Problem. Given an array of distinct integers, return all possible subsets (the power set). For [1,2,3]: [], [1], [2], [3], [1,2], [1,3], [2,3], [1,2,3] — 2ⁿ subsets in all.
Brute force — bitmask enumeration
Each of the 2ⁿ subsets corresponds to an n-bit mask; bit i set means element i is in. Loop masks 0..2ⁿ-1 and build each subset:
for (int mask = 0; mask < (1 << n); mask++) {
List<Integer> sub = new ArrayList<>();
for (int i = 0; i < n; i++)
if ((mask & (1 << i)) != 0) sub.add(nums[i]);
result.add(sub);
}Clean and O(2ⁿ · n), but it doesn't generalize to constraints (duplicates, sums) the way backtracking does.
Optimal — backtracking, record every node
Subsets differ from combinations in one way: every node of the tree is a valid answer, not just the leaves. So we record path on entry to every call (no size test), then extend it with each later element using a start index to avoid reuse and duplicate orderings.

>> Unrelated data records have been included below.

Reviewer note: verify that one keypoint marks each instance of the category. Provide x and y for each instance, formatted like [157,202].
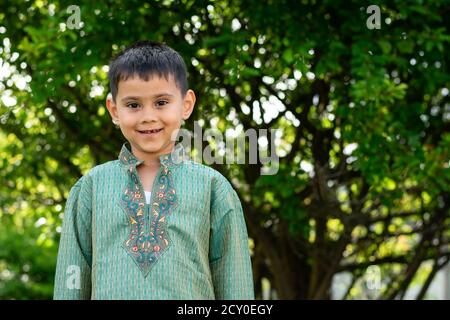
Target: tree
[363,175]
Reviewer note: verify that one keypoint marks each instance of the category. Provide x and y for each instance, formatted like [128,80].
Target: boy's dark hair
[146,58]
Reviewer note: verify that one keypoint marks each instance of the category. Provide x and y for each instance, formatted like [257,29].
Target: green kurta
[190,242]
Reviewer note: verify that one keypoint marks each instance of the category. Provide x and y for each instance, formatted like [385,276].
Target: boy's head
[149,91]
[144,59]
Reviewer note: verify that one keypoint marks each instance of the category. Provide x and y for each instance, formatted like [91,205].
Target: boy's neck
[151,160]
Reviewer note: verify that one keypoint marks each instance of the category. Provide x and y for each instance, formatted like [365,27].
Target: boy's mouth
[150,132]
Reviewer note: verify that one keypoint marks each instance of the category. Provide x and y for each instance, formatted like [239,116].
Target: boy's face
[142,106]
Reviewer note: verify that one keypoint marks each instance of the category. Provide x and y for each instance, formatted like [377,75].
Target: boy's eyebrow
[154,96]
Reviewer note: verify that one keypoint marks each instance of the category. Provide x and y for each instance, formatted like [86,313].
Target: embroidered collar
[173,158]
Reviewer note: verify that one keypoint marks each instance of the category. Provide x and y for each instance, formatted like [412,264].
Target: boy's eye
[161,103]
[133,105]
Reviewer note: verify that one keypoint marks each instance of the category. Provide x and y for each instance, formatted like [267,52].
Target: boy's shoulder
[193,170]
[215,177]
[205,170]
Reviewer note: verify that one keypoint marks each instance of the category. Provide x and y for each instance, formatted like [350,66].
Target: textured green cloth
[190,242]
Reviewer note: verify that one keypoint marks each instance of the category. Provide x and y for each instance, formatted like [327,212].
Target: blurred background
[359,208]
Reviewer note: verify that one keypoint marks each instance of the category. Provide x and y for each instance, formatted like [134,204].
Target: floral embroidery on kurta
[148,241]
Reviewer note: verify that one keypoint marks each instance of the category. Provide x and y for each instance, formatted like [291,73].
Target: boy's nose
[149,114]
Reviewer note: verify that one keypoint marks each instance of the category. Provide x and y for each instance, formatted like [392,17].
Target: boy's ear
[112,108]
[188,104]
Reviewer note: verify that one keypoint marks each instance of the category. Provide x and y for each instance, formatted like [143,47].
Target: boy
[148,226]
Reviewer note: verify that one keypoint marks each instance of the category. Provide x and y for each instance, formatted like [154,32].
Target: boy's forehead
[153,84]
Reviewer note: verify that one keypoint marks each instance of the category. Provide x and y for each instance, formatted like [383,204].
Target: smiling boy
[149,226]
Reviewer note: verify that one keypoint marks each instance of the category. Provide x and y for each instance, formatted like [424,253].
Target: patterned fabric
[147,242]
[189,242]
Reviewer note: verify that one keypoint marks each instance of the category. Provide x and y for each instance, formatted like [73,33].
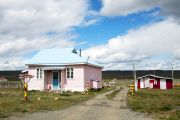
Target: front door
[56,80]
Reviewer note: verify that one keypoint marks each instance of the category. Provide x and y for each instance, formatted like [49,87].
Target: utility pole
[173,76]
[135,81]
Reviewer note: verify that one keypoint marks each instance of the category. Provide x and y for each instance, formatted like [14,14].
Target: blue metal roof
[59,56]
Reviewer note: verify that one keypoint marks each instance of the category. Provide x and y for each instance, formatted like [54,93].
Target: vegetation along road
[107,106]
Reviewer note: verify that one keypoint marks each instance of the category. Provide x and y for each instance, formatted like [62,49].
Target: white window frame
[39,73]
[71,73]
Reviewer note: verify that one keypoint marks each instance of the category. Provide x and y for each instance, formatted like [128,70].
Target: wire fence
[10,84]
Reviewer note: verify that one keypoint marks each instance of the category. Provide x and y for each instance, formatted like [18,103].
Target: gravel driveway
[98,108]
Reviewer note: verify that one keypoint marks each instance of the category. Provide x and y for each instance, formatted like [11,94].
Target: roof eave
[80,63]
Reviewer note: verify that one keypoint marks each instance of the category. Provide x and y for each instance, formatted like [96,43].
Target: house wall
[141,83]
[49,79]
[77,82]
[92,73]
[146,82]
[34,83]
[162,83]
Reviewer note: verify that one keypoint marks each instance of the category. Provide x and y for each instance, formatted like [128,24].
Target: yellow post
[25,91]
[131,89]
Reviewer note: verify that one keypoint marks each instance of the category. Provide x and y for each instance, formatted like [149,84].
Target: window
[39,73]
[69,72]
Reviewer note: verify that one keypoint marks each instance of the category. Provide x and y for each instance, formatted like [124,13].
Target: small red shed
[156,82]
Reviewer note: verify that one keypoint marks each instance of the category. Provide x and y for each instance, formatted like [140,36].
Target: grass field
[114,93]
[12,101]
[165,104]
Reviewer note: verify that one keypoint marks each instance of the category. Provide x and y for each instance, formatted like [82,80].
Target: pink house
[61,69]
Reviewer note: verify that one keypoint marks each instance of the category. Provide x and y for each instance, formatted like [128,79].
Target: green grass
[161,103]
[12,101]
[114,93]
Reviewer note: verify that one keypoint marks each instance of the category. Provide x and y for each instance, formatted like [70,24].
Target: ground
[97,108]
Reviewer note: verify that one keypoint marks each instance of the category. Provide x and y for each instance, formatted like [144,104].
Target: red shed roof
[155,76]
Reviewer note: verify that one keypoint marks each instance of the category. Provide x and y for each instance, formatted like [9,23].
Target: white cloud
[139,44]
[126,7]
[30,25]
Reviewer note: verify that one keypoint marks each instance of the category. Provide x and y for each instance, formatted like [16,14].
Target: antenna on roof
[74,51]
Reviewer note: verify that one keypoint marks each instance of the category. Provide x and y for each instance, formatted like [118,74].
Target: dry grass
[162,103]
[12,101]
[114,93]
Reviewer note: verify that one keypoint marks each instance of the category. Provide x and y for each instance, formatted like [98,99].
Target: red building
[156,82]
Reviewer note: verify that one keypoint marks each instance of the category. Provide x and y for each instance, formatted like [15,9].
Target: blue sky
[107,28]
[110,32]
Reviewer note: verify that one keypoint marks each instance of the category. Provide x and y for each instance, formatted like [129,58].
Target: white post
[135,81]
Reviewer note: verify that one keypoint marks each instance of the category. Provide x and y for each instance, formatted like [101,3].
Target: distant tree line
[11,75]
[123,74]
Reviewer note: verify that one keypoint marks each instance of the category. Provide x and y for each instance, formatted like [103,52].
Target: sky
[114,33]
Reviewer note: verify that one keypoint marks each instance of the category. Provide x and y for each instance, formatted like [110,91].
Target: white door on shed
[162,84]
[141,83]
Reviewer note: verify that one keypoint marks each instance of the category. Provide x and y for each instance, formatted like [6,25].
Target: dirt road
[98,108]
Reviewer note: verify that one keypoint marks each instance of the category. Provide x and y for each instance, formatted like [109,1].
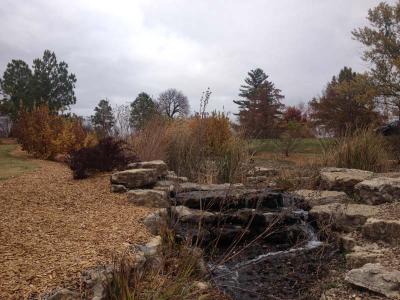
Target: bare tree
[173,103]
[122,127]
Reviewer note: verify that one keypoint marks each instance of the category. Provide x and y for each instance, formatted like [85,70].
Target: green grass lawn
[11,165]
[304,146]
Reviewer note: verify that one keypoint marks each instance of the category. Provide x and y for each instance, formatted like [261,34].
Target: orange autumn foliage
[45,135]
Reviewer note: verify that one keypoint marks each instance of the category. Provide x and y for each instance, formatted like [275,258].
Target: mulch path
[53,227]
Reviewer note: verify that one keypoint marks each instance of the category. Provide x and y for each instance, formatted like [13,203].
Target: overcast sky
[120,48]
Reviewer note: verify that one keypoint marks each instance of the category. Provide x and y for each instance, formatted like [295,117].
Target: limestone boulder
[149,198]
[313,198]
[256,179]
[65,294]
[263,171]
[346,242]
[341,179]
[378,190]
[192,187]
[156,220]
[342,217]
[171,175]
[118,188]
[376,278]
[159,165]
[194,216]
[231,198]
[135,178]
[382,230]
[168,186]
[362,255]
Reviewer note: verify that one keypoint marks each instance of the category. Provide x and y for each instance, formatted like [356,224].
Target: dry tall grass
[206,150]
[362,149]
[150,143]
[202,148]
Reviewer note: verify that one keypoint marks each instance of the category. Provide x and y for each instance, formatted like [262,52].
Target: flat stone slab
[118,188]
[192,187]
[342,179]
[314,198]
[378,190]
[376,278]
[363,255]
[194,216]
[263,171]
[256,179]
[159,165]
[232,198]
[148,198]
[343,217]
[135,178]
[382,230]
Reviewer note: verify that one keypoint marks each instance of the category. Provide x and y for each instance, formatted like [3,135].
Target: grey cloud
[120,48]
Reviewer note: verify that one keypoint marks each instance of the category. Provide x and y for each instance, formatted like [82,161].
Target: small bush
[44,135]
[363,149]
[107,155]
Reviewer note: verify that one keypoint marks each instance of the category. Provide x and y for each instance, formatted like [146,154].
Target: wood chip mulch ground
[53,227]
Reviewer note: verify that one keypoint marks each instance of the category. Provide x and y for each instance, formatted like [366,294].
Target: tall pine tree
[260,105]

List<List<Integer>> subsets(int[] nums) {
List<List<Integer>> result = new ArrayList<>();
backtrack(0, nums, new ArrayList<>(), result);
return result;
}
void backtrack(int start, int[] nums, List<Integer> path, List<List<Integer>> result) {
result.add(new ArrayList<>(path)); // every node is a subset
for (int i = start; i < nums.length; i++) {
path.add(nums[i]); // choose
backtrack(i + 1, nums, path, result); // explore from the next index
path.remove(path.size() - 1); // unchoose
}
}There is no explicit base case — the loop simply doesn't execute once start passes the end, so recursion stops naturally. The tree has 2ⁿ nodes and each copy is O(n), giving O(2ⁿ · n) time and O(n) space beyond the output.